Help when it’s needed most
Lee Family Medical Imaging Department
Teck Acute Care Centre,
BC Children’s Hospital
Oct. 26, 2022, 9:30 PM
“My little guy Atticus is 5 and he was diagnosed with myasthenia gravis, a chronic autoimmune disorder, in September of 2022. Today we came to BC Children’s to get an MRI done, but Atticus has a very big fear of needles. The nurse was an absolute angel—instead of a needle, she gave him the option of using what they call a ‘sleepy mask’ and let him choose the scent of the gas. She also allowed him to draw on the mask, which changed his whole mood—and mine! He was so calm by the time they took him back that he held his own mask to fall asleep.”
—Brittney, Atticus’s mother
Picture this: your child is suffering from excruciating pain and you need to go to BC Children’s Hospital. Perhaps you live hours away and need to travel. Once you arrive in Vancouver, unexpected costs begin to pile up for daily needs like meals and accommodations.
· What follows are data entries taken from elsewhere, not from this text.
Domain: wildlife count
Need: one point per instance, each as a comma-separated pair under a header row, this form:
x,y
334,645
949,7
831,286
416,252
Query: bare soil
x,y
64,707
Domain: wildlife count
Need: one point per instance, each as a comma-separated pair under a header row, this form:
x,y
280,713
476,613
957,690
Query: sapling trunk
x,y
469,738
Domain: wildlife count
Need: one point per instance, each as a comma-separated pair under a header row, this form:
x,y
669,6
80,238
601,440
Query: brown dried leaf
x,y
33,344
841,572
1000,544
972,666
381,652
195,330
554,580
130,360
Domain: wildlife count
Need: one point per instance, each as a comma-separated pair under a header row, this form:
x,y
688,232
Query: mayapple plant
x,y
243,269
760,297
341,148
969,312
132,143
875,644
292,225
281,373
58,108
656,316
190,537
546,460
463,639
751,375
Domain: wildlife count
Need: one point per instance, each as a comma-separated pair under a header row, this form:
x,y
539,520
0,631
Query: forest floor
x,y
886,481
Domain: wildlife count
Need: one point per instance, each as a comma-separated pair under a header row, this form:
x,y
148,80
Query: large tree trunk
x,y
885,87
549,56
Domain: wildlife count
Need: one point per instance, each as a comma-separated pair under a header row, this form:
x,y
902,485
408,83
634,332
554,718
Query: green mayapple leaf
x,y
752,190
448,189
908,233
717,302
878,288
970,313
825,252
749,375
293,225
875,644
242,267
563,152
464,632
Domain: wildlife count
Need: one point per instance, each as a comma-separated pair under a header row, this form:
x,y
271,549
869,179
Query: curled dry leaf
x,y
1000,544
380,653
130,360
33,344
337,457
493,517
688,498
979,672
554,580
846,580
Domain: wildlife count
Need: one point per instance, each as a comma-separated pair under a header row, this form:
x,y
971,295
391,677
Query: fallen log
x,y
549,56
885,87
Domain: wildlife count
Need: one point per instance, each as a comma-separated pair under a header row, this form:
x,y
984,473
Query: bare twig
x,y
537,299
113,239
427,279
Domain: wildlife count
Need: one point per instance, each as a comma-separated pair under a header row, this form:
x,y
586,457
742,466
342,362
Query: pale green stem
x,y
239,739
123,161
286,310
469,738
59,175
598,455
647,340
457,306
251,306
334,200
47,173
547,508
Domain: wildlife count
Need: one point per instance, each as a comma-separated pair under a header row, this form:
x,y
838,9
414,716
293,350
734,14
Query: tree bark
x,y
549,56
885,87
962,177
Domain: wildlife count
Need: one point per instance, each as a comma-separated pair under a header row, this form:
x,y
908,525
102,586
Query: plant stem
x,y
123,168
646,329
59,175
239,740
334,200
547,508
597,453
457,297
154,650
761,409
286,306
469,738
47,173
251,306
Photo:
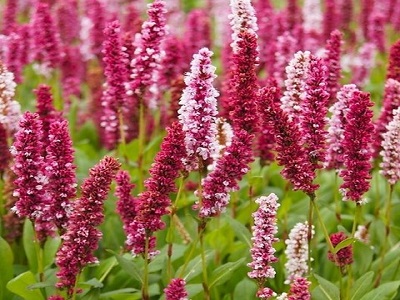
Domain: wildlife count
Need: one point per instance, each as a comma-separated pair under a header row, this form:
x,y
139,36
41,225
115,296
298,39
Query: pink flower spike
x,y
60,170
264,231
357,144
297,252
344,256
230,169
198,110
176,290
391,101
82,236
46,41
314,109
299,289
332,62
337,122
390,165
10,110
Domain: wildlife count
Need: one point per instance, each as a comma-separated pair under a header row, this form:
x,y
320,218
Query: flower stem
x,y
388,207
141,145
145,286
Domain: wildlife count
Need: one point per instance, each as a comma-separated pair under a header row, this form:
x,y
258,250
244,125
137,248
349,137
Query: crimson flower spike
x,y
82,235
394,62
46,41
297,167
243,81
148,50
31,183
153,203
114,93
357,142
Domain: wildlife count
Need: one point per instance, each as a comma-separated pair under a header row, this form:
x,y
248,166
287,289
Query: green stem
x,y
388,207
309,234
141,137
201,229
145,286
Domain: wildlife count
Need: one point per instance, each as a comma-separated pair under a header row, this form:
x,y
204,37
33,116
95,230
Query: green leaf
x,y
343,244
386,291
29,245
362,286
241,231
50,250
245,290
121,292
6,274
224,272
326,290
130,267
20,285
194,267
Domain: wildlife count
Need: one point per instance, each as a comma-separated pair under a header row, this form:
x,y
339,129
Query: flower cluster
x,y
230,168
147,54
344,256
297,251
198,110
82,236
357,144
264,231
390,165
297,166
176,290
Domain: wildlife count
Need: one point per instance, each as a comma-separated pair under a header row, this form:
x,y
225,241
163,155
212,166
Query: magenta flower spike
x,y
297,167
243,81
114,92
294,93
297,252
224,178
198,111
391,101
148,49
95,22
68,23
31,183
82,235
337,122
60,171
176,290
153,203
332,62
197,32
264,231
344,256
390,165
126,204
46,48
331,17
313,111
299,289
45,109
357,141
10,110
394,62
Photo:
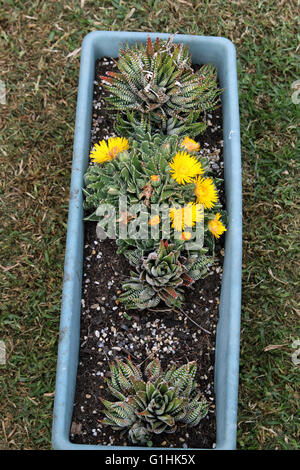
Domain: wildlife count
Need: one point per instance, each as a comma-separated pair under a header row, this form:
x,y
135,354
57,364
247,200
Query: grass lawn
x,y
39,60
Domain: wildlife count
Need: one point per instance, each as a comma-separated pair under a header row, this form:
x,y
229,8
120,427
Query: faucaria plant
x,y
157,84
161,275
154,402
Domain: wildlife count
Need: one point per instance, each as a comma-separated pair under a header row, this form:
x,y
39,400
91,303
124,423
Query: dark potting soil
x,y
109,332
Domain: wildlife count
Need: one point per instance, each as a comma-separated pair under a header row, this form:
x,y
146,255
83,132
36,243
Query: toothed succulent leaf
x,y
156,87
156,404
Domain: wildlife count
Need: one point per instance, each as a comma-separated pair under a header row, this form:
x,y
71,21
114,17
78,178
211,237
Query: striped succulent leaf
x,y
157,86
156,404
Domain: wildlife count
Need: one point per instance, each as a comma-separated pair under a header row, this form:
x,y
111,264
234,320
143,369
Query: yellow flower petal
x,y
155,220
206,192
186,216
104,152
190,144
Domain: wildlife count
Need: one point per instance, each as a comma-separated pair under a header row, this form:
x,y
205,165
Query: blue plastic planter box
x,y
204,50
Hundreds of vulnerable families who require care at BC Children’s each year face these very challenges. For many, their financial hardships are further intensified by the fact that they have no support system to rely on.
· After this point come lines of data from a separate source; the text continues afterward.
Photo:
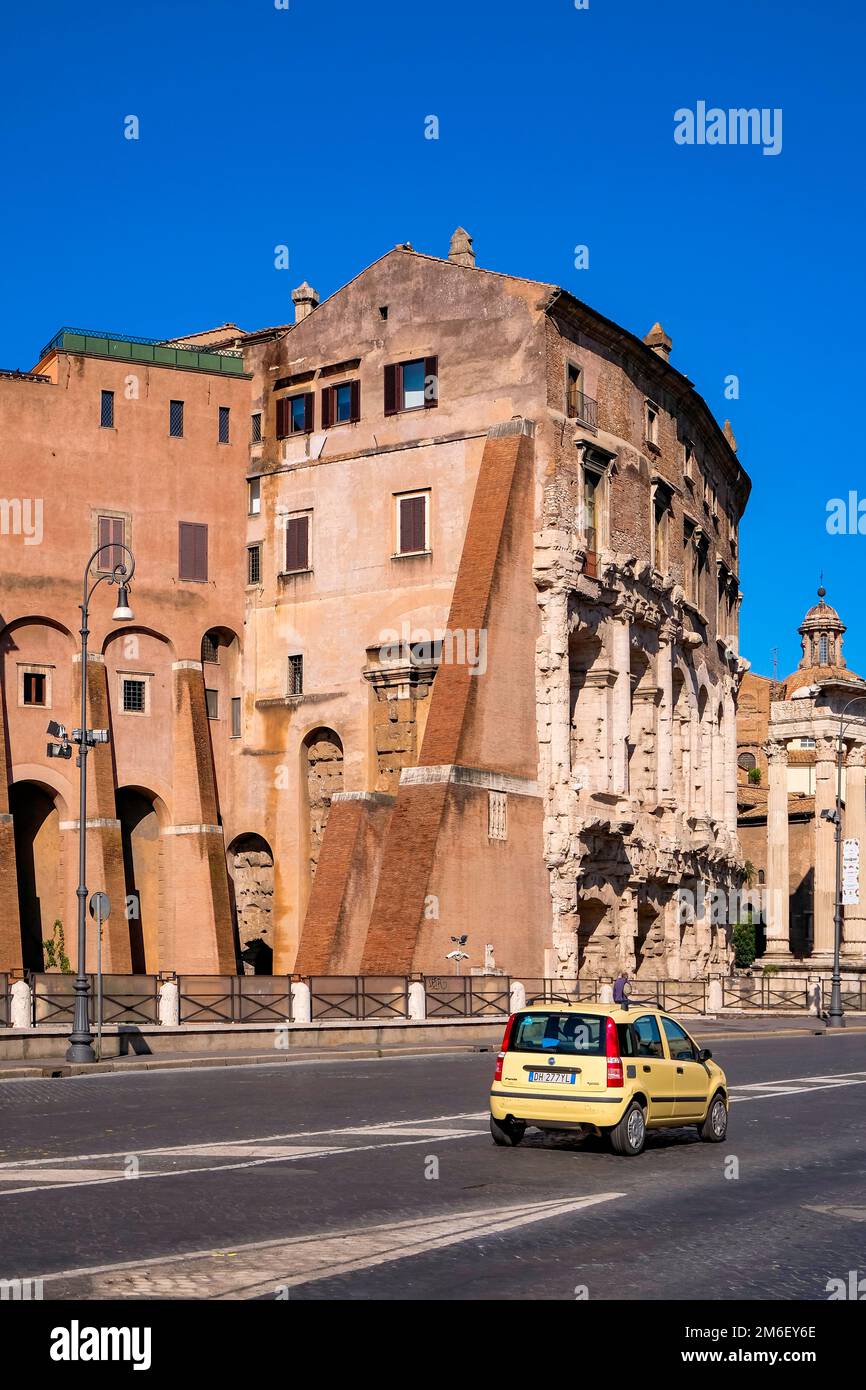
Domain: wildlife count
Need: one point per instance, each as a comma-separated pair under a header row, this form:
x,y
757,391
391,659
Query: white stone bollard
x,y
22,1005
170,1004
417,1001
302,1002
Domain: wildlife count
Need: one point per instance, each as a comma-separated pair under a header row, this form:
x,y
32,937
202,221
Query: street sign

Within the hospital’s walls, there’s a lifeline for these families. The social work team moves quietly behind the scenes, supporting those in need with emotional supports and simple—yet critical—resources. Powered by the generosity of donors, they provide a range of supports including parking passes, gas cards, grocery vouchers and at-home medical supplies to those who need them most.
The social work team at BC Children’s Hospital sees first-hand how donations help support patients and families with the cost of medications, nutritional supplements, feeding supplies and other essential needs critical to a child’s health.
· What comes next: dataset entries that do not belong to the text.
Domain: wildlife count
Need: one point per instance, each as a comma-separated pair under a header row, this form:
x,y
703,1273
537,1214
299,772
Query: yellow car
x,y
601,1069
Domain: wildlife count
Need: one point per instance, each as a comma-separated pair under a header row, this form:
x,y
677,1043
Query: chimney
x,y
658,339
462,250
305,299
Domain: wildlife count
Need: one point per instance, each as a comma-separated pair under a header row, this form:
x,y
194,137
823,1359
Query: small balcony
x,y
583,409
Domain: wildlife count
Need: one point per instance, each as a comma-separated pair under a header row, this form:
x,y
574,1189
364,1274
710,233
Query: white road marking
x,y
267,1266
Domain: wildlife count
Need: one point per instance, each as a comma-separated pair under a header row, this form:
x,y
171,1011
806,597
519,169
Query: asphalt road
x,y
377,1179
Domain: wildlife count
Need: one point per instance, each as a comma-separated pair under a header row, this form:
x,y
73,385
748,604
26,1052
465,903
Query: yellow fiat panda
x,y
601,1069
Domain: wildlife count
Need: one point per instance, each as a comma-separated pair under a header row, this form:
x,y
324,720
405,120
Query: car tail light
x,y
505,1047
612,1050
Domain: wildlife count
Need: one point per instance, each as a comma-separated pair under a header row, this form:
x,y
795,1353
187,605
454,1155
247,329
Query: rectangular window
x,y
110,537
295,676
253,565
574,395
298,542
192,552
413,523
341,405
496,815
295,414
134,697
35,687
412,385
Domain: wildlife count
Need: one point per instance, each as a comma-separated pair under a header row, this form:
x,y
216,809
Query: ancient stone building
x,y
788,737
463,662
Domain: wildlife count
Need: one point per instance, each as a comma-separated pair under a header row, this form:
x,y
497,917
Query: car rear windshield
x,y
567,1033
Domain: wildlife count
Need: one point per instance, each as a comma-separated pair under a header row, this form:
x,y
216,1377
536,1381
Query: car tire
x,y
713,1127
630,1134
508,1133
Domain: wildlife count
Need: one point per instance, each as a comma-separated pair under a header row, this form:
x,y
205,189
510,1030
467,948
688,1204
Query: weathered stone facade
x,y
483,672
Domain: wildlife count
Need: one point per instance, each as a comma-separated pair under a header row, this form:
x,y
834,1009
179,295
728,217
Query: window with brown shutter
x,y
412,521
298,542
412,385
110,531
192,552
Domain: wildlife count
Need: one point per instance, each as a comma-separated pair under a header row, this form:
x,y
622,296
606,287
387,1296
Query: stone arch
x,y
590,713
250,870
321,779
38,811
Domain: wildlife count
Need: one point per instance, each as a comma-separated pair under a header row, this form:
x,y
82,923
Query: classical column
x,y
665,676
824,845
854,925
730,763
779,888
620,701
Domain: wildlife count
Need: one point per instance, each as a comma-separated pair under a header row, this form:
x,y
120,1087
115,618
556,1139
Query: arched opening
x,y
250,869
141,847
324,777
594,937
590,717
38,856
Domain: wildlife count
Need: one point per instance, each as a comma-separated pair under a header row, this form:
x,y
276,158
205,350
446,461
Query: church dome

“Families are too often faced with difficult decisions when a child requires medical attention and unexpected costs arise,” said Christene Buchanan, Interim Professional Practice Leader at BC Children’s Social Work Department. “Without the generosity of donors, many families would miss urgent critical appointments as they face barriers like transportation costs and the high costs of medications. In addition, parents without these vital financial supports have chosen to forego their own meals in order to be at their children’s bedsides.”
In the past year, teams across BC Children’s have made connections with over 450 families. More than 400 grocery store vouchers were provided while their child received care and over 250 gas vouchers were given to help ensure families could travel to their medical appointments. These seemingly small acts of generosity have made an incredible difference in alleviating stress when the unimaginable happens. And most of all, it’s helped parents focus on what matters most: the health of their child.